Rosadi Jamani
(Ketua Satupena Kalbar)
MARI kita mulai cerita ini dengan satu pesan moral, di negeri ini, semua boleh ente kritik. Pemerintah? Silakan. Jalan berlubang? Monggo. Tapi Timnas? Astaga, beraninya ente.
Begini. Sepakbola di Indonesia bukan cuma olahraga. Ini agama kedua. Siapa pun yang mencoba mengusik Timnas sama saja bermain-main dengan perasaan 280 juta jiwa, yang sebagian besar yakin bahwa setiap kritik adalah penghinaan terhadap Garuda di dada.

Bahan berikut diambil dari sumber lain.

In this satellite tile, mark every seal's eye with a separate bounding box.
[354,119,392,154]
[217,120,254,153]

Lalu datanglah Coach Justin, pria yang konon punya keberanian lebih besar daripada Napoleon Bonaparte. Dia tak gentar melontarkan kritik kepada Shin Tae-yong, si juru taktik yang sudah dielu-elukan bak dewa sepakbola di negeri ini. “Pemilihan pemain STY buruk,” katanya lantang. “Formasi 3-4-3? Lebih cocok buat anak-anak yang main FIFA di PlayStation.” Fans Timnas? Oh, mereka tak tinggal diam.
Bagaikan tentara dalam perang kuno, para fans menyerang. Dari kolom komentar, DM Instagram, hingga ancaman digital yang lebih menyeramkan dari soundtrack sinetron horor. Bahkan ada akun anonim yang mengancam dengan gaya ala mafia. “Aing harap kalian jaga lidah. Jangan coba-coba memancing aing lebih jauh!” Luar biasa, bukan? Seperti dialog dari film The Godfather, hanya saja ini tentang sepakbola.

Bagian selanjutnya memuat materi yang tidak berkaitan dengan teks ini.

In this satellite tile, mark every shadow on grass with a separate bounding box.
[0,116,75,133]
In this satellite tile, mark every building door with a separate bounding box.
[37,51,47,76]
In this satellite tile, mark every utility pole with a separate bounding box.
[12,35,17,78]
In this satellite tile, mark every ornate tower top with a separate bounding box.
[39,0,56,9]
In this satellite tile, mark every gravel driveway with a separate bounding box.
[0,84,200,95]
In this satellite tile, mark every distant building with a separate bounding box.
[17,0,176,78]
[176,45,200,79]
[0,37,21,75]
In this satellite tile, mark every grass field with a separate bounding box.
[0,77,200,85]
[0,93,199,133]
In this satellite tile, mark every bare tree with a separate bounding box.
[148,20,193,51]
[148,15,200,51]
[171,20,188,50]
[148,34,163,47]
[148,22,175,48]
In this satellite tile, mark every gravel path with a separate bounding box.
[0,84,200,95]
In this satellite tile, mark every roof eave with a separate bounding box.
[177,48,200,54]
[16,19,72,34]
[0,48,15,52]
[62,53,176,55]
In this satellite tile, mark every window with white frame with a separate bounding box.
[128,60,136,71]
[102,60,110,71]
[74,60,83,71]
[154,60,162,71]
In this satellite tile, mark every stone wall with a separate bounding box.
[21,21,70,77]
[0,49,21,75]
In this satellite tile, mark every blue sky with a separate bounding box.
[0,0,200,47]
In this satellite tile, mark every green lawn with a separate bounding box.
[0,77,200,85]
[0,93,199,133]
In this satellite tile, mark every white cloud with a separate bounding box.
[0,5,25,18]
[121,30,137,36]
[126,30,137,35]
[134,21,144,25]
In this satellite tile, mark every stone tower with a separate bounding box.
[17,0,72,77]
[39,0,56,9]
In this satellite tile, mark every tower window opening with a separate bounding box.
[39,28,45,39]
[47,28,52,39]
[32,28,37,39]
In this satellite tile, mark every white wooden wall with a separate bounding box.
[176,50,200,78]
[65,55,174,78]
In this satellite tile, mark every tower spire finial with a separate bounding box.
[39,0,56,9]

Justin akhirnya menyerah. Di sebuah video yang dramatis, dia mengumumkan, “Gue berhenti bahas Shin Tae-yong. Ini bukan lagi soal bola, ini soal keamanan keluarga gue.” Dramanya makin memuncak ketika dia menambahkan, “Ini pertarungan yang tidak bisa dimenangkan.” Kalau Hollywood mendengar ini, mungkin Justin sudah ditawari peran utama di film perang psikologis.
Tapi mari kita bahas intinya. Apakah kritik Justin salah? Tidak sepenuhnya. Formasi 3-4-3 yang dipilih STY memang seperti mencoba mengendarai Ferrari di jalan berlubang. Pemain yang dia pilih? Banyak yang masih bingung membedakan passing pendek dengan tendangan bebas. Jangan lupa drama Elkan Baggott, kisah pemain yang tak lagi dipanggil karena konflik pribadi. Semua itu memang bahan kritik.

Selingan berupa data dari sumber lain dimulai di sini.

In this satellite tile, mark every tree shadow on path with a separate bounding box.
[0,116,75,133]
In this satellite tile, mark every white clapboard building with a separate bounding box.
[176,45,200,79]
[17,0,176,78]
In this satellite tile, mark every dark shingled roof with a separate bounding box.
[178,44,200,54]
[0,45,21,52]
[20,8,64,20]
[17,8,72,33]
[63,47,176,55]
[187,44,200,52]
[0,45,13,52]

Namun, di Indonesia, kritik terhadap Timnas adalah dosa besar. Logika di sini sederhana, Shin Tae-yong sudah membawa Timnas ke Piala Asia, jadi dia kebal kritik. Apa pun hasilnya, STY benar, titik. Ente berani bilang sebaliknya? Bersiaplah menghadapi fans dengan kekuatan setara pasukan Avengers.
Akhirnya, Justin pergi. Meninggalkan kita dengan satu pertanyaan besar, “Mengapa diskusi tentang Timnas berubah jadi perang urat syaraf? Apakah kita terlalu cinta sepakbola, atau terlalu buta untuk menerima kenyataan?”
Ini bukan lagi tentang Justin. Ini tentang kita semua, para pecinta bola yang menganggap Garuda di dada adalah harga mati. Karena di negeri ini, mengkritik Timnas bukan sekadar opini. Ini ujian iman. Jika ente ingin mencoba seperti Justin, pastikan ente sudah menyiapkan mental baja, akun anonim, dan, kalau perlu, paspor cadangan.